Reputation: 43
I have limited memory and training this model is taking too much:
import sklearn
from sklearn.ensemble import RandomForestClassifier
from sklearn.model_selection import train_test_split
import pandas as pd
import numpy as np
clf = RandomForestClassifier(n_estimators=10)
print("Created Random Forest classifier\n")
data = pd.read_csv("House_2_ALL.csv")
print("Finished reading data\n")
data.drop("UnixTimeStamp",1)
predict = "Aggregate_Power"
print("Dropped UnixTimeStamp\n")
X = np.array(data.drop([predict],1))
Y = np.array(data[predict])
print("Created numpy Arrays\n")
X_train, X_test, Y_train, Y_test = sklearn.model_selection.train_test_split(X, Y, test_size = 0.1)
print("Assigned Testing/Training Variables\n")
clf.fit(X_train, Y_train)
print("Fit model\n")
print("Attempting to predict\n")
print(clf.predict(X_test))
When I run this program, my computer states that it has run out of memory and that I need to quit some applications. Any ideas on how to manage memory better or is the only solution to reduce the size of my training dataset?
I have learned that the program runs smoothly until it gets to the "clf.fit(X_train, Y_train)
" line so I don't know if this is a problem with pandas' memory hungry datafrmes or sklearn.
Upvotes: 1
Views: 6220
Reputation: 743
There are two possible scenarios here that could cause Memory error
.
1.Pandas.read_csv() with chunk_size
You could use chunk_size parameters and load the data a smaller chunk at a time(returns an object we can iterate over).
chunk_size=50000
reader = pd.read_csv('big_file.csv', chunksize=chunk_size)
for i in range(num):
data_chunk = next(reader)
# process chunk
1.Random Forest Classifier/Regressor
It has default parameters max_depth=None
,min_samples_leaf=1
which means full trees are grown.
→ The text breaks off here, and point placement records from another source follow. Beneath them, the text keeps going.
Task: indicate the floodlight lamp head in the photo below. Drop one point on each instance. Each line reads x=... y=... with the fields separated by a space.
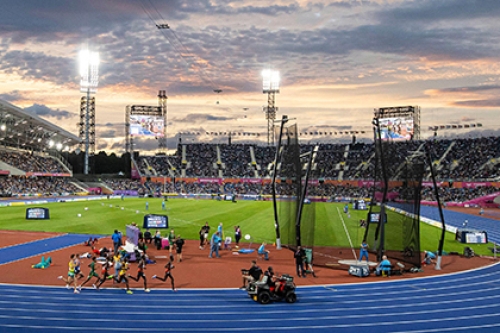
x=89 y=71
x=270 y=81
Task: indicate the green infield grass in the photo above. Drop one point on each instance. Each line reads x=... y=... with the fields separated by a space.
x=255 y=218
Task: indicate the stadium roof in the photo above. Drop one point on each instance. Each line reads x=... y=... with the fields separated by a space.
x=21 y=129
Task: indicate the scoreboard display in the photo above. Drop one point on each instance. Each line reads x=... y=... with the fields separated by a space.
x=155 y=221
x=37 y=213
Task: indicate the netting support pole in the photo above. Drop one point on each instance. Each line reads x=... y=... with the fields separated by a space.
x=277 y=158
x=440 y=208
x=310 y=162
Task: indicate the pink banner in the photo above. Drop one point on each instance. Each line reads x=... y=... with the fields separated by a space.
x=431 y=184
x=46 y=174
x=475 y=184
x=94 y=190
x=210 y=180
x=251 y=180
x=134 y=173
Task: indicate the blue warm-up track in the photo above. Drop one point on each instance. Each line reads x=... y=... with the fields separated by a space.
x=22 y=251
x=460 y=302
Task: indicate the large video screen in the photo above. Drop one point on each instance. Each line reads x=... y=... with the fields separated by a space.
x=141 y=125
x=37 y=213
x=400 y=128
x=155 y=221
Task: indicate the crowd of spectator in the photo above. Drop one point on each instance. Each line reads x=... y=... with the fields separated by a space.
x=42 y=186
x=460 y=159
x=29 y=162
x=324 y=190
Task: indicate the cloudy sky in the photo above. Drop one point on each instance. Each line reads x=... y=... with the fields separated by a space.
x=338 y=61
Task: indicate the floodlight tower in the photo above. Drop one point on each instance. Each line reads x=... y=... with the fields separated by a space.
x=270 y=86
x=89 y=73
x=162 y=103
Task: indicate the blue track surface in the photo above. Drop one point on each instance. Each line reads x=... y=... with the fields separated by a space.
x=456 y=219
x=39 y=247
x=465 y=302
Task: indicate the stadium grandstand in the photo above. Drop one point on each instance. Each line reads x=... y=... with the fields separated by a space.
x=31 y=162
x=467 y=169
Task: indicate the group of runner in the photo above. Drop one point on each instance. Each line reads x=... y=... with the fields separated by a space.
x=121 y=267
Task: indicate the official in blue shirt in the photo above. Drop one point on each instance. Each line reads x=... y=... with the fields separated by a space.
x=214 y=245
x=384 y=267
x=117 y=241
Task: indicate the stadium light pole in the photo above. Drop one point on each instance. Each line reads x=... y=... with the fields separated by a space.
x=271 y=87
x=89 y=73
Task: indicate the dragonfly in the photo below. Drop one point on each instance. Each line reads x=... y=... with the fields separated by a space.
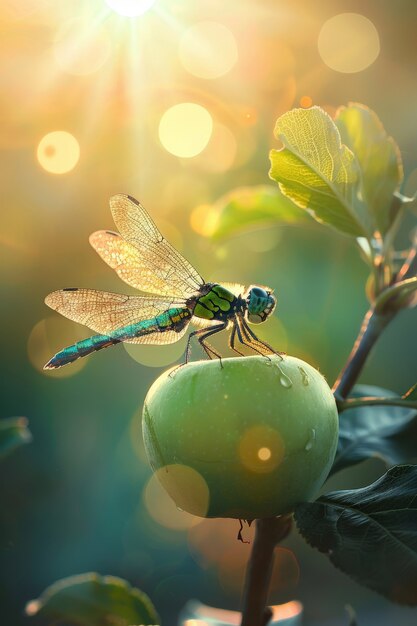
x=176 y=295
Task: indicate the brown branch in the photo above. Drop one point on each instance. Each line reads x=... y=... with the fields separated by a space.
x=372 y=326
x=269 y=532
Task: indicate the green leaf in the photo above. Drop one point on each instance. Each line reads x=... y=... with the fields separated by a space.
x=246 y=207
x=379 y=159
x=92 y=600
x=370 y=533
x=399 y=296
x=386 y=432
x=316 y=170
x=13 y=433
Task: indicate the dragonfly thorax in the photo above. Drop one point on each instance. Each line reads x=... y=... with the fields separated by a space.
x=260 y=304
x=215 y=303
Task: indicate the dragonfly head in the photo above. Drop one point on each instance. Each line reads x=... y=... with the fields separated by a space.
x=260 y=304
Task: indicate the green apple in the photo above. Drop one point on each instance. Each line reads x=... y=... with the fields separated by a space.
x=248 y=438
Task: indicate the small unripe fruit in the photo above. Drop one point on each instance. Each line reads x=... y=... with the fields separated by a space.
x=247 y=440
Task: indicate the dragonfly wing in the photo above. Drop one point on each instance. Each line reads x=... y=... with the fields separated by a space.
x=129 y=264
x=163 y=270
x=106 y=312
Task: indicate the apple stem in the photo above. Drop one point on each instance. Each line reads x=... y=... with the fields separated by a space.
x=372 y=326
x=269 y=532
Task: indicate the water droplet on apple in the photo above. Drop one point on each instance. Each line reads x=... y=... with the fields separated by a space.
x=304 y=376
x=311 y=440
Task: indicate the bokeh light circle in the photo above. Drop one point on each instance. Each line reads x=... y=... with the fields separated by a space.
x=208 y=50
x=220 y=154
x=58 y=152
x=81 y=48
x=261 y=449
x=185 y=129
x=130 y=8
x=348 y=43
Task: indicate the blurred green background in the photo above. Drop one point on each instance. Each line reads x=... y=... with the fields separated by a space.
x=81 y=497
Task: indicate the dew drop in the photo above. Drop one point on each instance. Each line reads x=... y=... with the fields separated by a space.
x=283 y=379
x=304 y=376
x=311 y=440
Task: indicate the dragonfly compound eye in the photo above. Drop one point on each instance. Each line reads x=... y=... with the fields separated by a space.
x=260 y=304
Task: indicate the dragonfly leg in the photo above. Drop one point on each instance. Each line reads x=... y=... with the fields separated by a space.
x=201 y=335
x=232 y=340
x=256 y=340
x=206 y=347
x=251 y=341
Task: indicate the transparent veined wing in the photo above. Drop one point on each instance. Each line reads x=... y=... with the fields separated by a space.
x=160 y=268
x=129 y=264
x=106 y=312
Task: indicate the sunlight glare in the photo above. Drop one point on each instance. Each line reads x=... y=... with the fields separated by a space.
x=261 y=449
x=348 y=43
x=130 y=8
x=58 y=152
x=221 y=151
x=185 y=129
x=208 y=50
x=80 y=48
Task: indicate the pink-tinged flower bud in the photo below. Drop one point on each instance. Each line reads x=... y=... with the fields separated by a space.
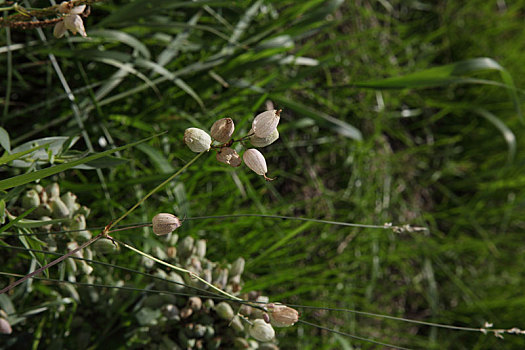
x=265 y=123
x=261 y=330
x=74 y=24
x=228 y=156
x=282 y=315
x=264 y=141
x=5 y=327
x=197 y=140
x=164 y=223
x=255 y=161
x=222 y=130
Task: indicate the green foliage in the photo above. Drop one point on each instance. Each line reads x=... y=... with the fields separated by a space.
x=393 y=111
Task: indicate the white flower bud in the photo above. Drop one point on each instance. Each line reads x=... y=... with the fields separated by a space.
x=237 y=266
x=282 y=315
x=74 y=24
x=255 y=161
x=164 y=223
x=197 y=140
x=222 y=130
x=265 y=123
x=228 y=156
x=5 y=327
x=261 y=330
x=264 y=141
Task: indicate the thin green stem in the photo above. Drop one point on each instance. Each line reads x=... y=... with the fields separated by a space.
x=191 y=274
x=153 y=191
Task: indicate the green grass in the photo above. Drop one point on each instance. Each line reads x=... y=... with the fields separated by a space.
x=373 y=133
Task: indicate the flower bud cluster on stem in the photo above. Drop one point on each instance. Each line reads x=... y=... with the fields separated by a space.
x=263 y=133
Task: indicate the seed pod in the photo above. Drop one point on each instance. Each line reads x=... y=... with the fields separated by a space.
x=200 y=248
x=197 y=140
x=224 y=310
x=237 y=266
x=53 y=190
x=282 y=315
x=222 y=130
x=43 y=209
x=69 y=200
x=30 y=199
x=47 y=227
x=164 y=223
x=228 y=156
x=5 y=327
x=265 y=123
x=236 y=324
x=264 y=141
x=262 y=331
x=58 y=208
x=255 y=161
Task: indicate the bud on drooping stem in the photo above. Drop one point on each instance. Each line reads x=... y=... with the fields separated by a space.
x=222 y=130
x=228 y=156
x=265 y=123
x=164 y=223
x=197 y=140
x=255 y=161
x=282 y=315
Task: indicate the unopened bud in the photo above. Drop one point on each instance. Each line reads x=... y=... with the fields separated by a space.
x=222 y=130
x=5 y=327
x=237 y=266
x=53 y=190
x=197 y=140
x=262 y=331
x=164 y=223
x=282 y=315
x=228 y=156
x=265 y=123
x=264 y=141
x=255 y=161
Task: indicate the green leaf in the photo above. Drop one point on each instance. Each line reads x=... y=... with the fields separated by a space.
x=9 y=157
x=4 y=140
x=122 y=37
x=55 y=145
x=450 y=74
x=508 y=135
x=26 y=178
x=104 y=162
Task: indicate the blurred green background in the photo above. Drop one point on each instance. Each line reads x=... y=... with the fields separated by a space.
x=372 y=131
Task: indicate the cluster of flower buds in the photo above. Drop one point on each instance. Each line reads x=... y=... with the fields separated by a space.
x=192 y=322
x=54 y=211
x=263 y=133
x=71 y=20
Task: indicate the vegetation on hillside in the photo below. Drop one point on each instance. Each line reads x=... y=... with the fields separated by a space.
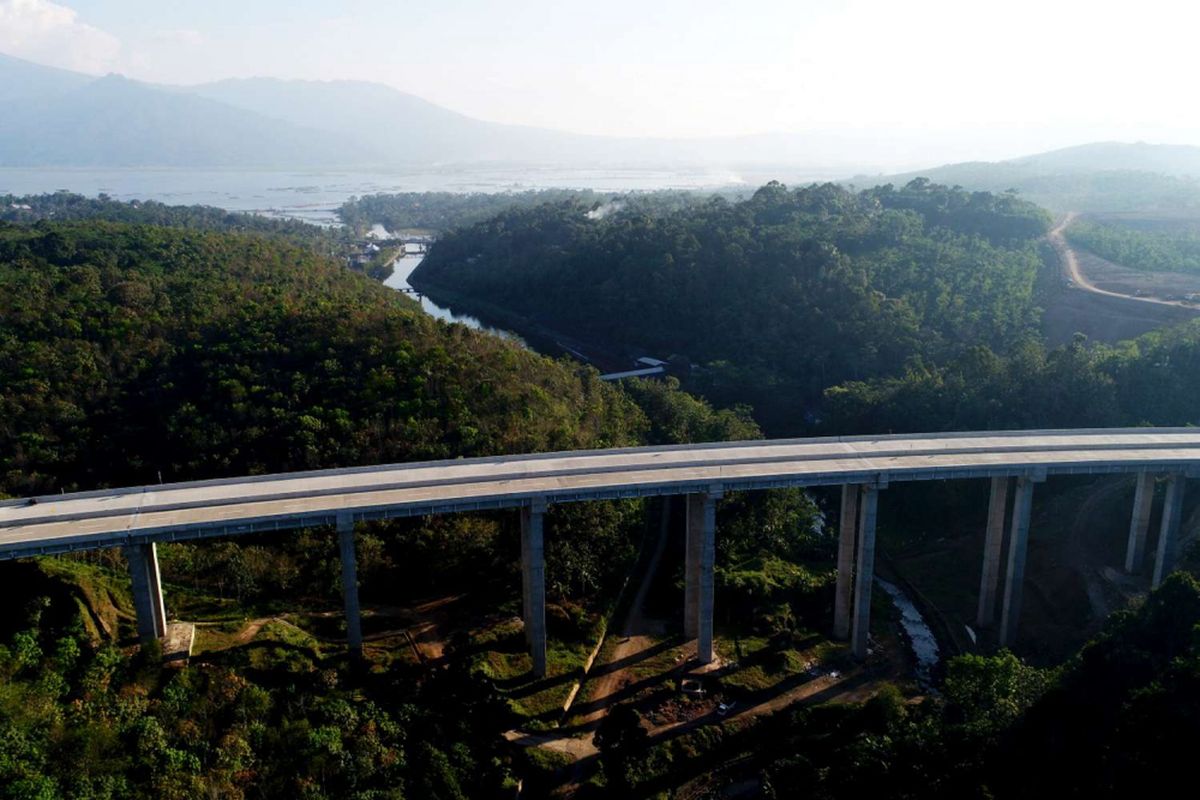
x=779 y=295
x=444 y=210
x=132 y=350
x=1150 y=247
x=1149 y=380
x=1116 y=721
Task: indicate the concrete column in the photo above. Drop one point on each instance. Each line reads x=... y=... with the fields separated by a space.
x=993 y=547
x=351 y=584
x=693 y=552
x=1018 y=545
x=148 y=603
x=707 y=536
x=533 y=575
x=864 y=570
x=1169 y=530
x=846 y=530
x=1139 y=525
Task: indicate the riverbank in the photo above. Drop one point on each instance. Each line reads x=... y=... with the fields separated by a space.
x=537 y=336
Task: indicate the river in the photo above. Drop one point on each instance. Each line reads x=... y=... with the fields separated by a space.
x=403 y=266
x=921 y=636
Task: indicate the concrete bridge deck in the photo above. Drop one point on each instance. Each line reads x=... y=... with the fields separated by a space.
x=107 y=518
x=136 y=518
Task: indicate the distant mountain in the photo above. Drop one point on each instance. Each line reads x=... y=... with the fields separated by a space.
x=58 y=118
x=21 y=80
x=1176 y=160
x=1107 y=176
x=81 y=121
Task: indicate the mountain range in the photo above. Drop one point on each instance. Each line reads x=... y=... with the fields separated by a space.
x=65 y=119
x=57 y=118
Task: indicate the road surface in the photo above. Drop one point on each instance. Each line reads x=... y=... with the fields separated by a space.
x=108 y=518
x=1071 y=264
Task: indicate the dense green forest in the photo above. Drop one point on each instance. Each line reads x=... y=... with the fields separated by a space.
x=1169 y=246
x=1149 y=380
x=1095 y=190
x=444 y=210
x=131 y=353
x=778 y=296
x=1115 y=721
x=132 y=350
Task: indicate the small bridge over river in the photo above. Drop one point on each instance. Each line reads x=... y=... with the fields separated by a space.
x=1014 y=462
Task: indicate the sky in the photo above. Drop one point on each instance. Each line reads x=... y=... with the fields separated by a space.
x=987 y=78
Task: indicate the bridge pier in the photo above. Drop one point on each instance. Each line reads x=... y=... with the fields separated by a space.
x=1139 y=523
x=533 y=582
x=1018 y=546
x=151 y=613
x=864 y=569
x=694 y=547
x=1169 y=530
x=351 y=584
x=993 y=548
x=702 y=523
x=847 y=529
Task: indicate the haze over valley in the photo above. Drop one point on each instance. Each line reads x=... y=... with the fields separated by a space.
x=529 y=400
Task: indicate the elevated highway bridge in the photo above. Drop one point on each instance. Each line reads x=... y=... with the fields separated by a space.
x=139 y=517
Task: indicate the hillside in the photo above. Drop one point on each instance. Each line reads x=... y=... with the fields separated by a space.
x=777 y=296
x=1102 y=178
x=113 y=121
x=72 y=119
x=133 y=350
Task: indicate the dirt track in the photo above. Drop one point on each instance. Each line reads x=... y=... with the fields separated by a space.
x=1101 y=313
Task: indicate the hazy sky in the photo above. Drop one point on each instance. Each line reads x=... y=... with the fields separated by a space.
x=1005 y=76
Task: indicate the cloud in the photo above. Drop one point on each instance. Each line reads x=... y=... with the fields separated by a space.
x=46 y=32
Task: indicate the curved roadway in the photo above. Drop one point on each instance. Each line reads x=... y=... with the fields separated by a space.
x=1059 y=239
x=107 y=518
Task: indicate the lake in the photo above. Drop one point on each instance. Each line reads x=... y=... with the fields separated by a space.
x=315 y=196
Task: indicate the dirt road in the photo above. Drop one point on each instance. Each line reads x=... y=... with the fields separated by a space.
x=1071 y=265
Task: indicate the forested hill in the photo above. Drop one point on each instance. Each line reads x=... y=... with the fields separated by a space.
x=791 y=289
x=132 y=350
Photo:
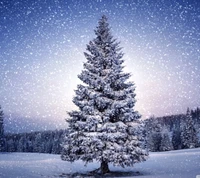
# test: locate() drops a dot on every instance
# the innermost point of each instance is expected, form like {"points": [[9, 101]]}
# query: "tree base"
{"points": [[104, 167]]}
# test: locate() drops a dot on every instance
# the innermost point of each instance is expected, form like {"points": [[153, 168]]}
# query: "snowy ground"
{"points": [[177, 164]]}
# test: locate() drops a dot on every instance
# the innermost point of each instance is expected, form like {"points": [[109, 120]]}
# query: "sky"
{"points": [[41, 53]]}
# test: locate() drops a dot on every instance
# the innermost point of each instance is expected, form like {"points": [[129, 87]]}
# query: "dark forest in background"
{"points": [[162, 134]]}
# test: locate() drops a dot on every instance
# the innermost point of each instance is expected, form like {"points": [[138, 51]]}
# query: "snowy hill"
{"points": [[172, 164]]}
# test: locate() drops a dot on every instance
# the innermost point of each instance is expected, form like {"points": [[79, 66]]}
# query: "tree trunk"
{"points": [[104, 167]]}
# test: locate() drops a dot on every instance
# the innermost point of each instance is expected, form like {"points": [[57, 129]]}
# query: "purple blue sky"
{"points": [[41, 53]]}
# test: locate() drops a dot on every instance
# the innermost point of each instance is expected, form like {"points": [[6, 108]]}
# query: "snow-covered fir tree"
{"points": [[2, 138], [166, 144], [188, 132], [106, 127]]}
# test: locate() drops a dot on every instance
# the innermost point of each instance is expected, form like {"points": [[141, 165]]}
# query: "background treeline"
{"points": [[40, 142], [161, 133], [173, 132]]}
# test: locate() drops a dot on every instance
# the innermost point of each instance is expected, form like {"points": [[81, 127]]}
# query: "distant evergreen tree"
{"points": [[154, 136], [188, 133], [2, 137], [176, 137], [105, 128], [166, 144]]}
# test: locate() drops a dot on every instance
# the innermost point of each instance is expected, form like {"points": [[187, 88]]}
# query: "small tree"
{"points": [[166, 144], [106, 127], [2, 137], [188, 132]]}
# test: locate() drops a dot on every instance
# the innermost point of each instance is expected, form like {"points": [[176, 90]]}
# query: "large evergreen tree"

If the dataset is large then the RandomForest could grow fully deep trees and nodes leading to a faster memory consumption.
Let clf = RandomForestClassifier()
,
clf.fit(X_train, y_train)
then you could check on few things like
print(clf.estimators_[0].tree_.max_depth) # max_depth on a chunk of data.
joblib.dump(clf.estimators_[0], "first_tree_clf.joblib") # get the size of a tree.
Now you can try a definite value for hyperparameter max_depth
and again fit the model. Tuning of the RandomForest classifier model hyperparameters would create shallow trees per chunk and avoid too much of memory consumption
Upvotes: 0
Reputation: 1888
In my opinion, the size of your dataset is quite large. You should hence load your dataset in parts for training your model. I will share an example
df = pd.read_csv(dataset_path, chunksize=10000)
# This will load only 10000 rows at a time (you can tune for your RAM)
# Now the df is a generator and hence you can do something like this
for part_df in df:
'''
Now here you just consider the "part_df" as your original df and do all
the preprocessing and stuff on it and train the model on it. After training
the model on this part_df you save the model and reload it in the next iteration.
'''
df = preprocess_df(df) # Some preprocessing function
xtrain, xvalid, ytrain, yvalid = train_test_split(df) # Some split
model = None
if (os.exists(model_path)): # you won't have a model for first iteration
model = # Here you load the model
else:
model = # Define the model for first iteration of df
model.fit(...) # train the model
# Now you save the model for the next iteration
Upvotes: 2